Remember that people's visual acuity varies quite a lot, as does their expectation of image quality; and the actual dpi that the printing machine will print at also varies. The various LED and laser printing machines that expose photographic paper typically have a native setting, or in some cases settings, of around 200 dpi; 300 dpi; 400 dpi; 600 dpi or even 1200 dpi now. (In this case a single 'dot' consists of three coincident exposures, one each in red, green and blue.) If you wonder why 300 ppi is used as a common standard when 100 ppi is enough, ask yourself why bother with printers capable of 400 dpi or 600 dpi.
A file sent at 300 ppi may be printed at only 200 dpi on a machine with an exposure unti that can do both 200 dpi and 400 dpi because the machine runs faster at 200 dpi, and most people will be happy with the 200 dpi print. It should not be difficult to find out what dpi your file will actually be printed at (and you should also be able to get the printer profile for the machine your image will be printed on, of course).

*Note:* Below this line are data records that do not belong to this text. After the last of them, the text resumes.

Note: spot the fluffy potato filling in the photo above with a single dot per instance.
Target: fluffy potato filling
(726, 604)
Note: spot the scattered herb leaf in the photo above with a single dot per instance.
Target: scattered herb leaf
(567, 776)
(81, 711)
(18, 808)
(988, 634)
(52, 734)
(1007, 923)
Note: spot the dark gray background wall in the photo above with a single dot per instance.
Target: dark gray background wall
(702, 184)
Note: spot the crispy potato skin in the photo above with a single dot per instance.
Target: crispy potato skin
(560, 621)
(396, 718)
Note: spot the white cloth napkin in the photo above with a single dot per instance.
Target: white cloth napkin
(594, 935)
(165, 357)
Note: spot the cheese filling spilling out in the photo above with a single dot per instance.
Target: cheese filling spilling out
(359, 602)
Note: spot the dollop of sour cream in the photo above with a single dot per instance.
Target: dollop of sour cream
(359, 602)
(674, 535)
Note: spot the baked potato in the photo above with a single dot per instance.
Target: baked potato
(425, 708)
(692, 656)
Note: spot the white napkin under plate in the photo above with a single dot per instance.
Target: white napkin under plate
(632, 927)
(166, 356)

Inkjet printers often work best at ppi values that are simple divisions of their dpi setting - eg if you have an Epson that prints at 2880 dpi it will probably be optimal at 288, 360 and 720 ppi, and some people will be able to see the difference between the 360 ppi print and the 720 ppi print, if the original image has real detail at the 720 ppi level. Whether you need that extra resolution is an entirely different matter.

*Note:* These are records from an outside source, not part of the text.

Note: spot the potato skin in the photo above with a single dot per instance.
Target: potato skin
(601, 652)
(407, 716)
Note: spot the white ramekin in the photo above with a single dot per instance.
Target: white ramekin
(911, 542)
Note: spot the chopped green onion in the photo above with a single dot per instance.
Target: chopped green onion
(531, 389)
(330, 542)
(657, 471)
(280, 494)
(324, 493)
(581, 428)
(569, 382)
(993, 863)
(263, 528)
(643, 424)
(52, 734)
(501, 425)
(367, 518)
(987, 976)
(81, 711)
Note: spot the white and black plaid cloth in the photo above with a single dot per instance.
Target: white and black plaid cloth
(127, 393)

Inkjet printer resolutions and LED/laser exposure unit resolutions can't be compared directly, because the image is made up in two very different ways.

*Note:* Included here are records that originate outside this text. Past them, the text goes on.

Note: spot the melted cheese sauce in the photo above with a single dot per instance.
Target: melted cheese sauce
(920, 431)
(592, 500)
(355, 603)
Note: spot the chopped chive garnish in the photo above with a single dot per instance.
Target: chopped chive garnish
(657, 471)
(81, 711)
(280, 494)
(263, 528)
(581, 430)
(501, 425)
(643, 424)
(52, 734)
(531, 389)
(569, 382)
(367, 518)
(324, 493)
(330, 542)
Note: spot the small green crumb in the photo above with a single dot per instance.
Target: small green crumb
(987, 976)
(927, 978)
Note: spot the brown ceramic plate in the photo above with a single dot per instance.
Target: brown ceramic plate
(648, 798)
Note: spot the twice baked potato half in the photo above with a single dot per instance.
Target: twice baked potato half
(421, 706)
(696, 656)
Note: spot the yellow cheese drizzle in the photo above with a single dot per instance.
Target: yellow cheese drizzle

Some people find that they do not require an absolute resolution (pixel dimensions) greater than the equivalent of 10 x 8 at 300 ppi - ie pixel dimensions of 3000 x 2400. As the file is printed larger, the ppi drops, but so does the likely viewing distance. On the other hand, some images invite the viewer in when they are printed large, and in that case you may wish to keep the true resolution high so that as the viewer is drawn into the image it does not fall apart, but reveals more.
Rather than work to a fixed quality used by someone else, it might be worth doing your own testing to find the print quality you prefer for your images at the size you want with the printer or printing service you use. You can also test the difference between doing your own interpolation and letting the printing service / printer driver do the interpolation - it may be acceptable and easiest to leave the interpolation to the printer.
In some cases you may be asked for images with specific resolution standards, particularly for magazines, brochures etc. Often that requirement will be 300 ppi even though the printing method may not be capable of resolving that level of detail - the oversampling makes sure that the final image is as good as it can be.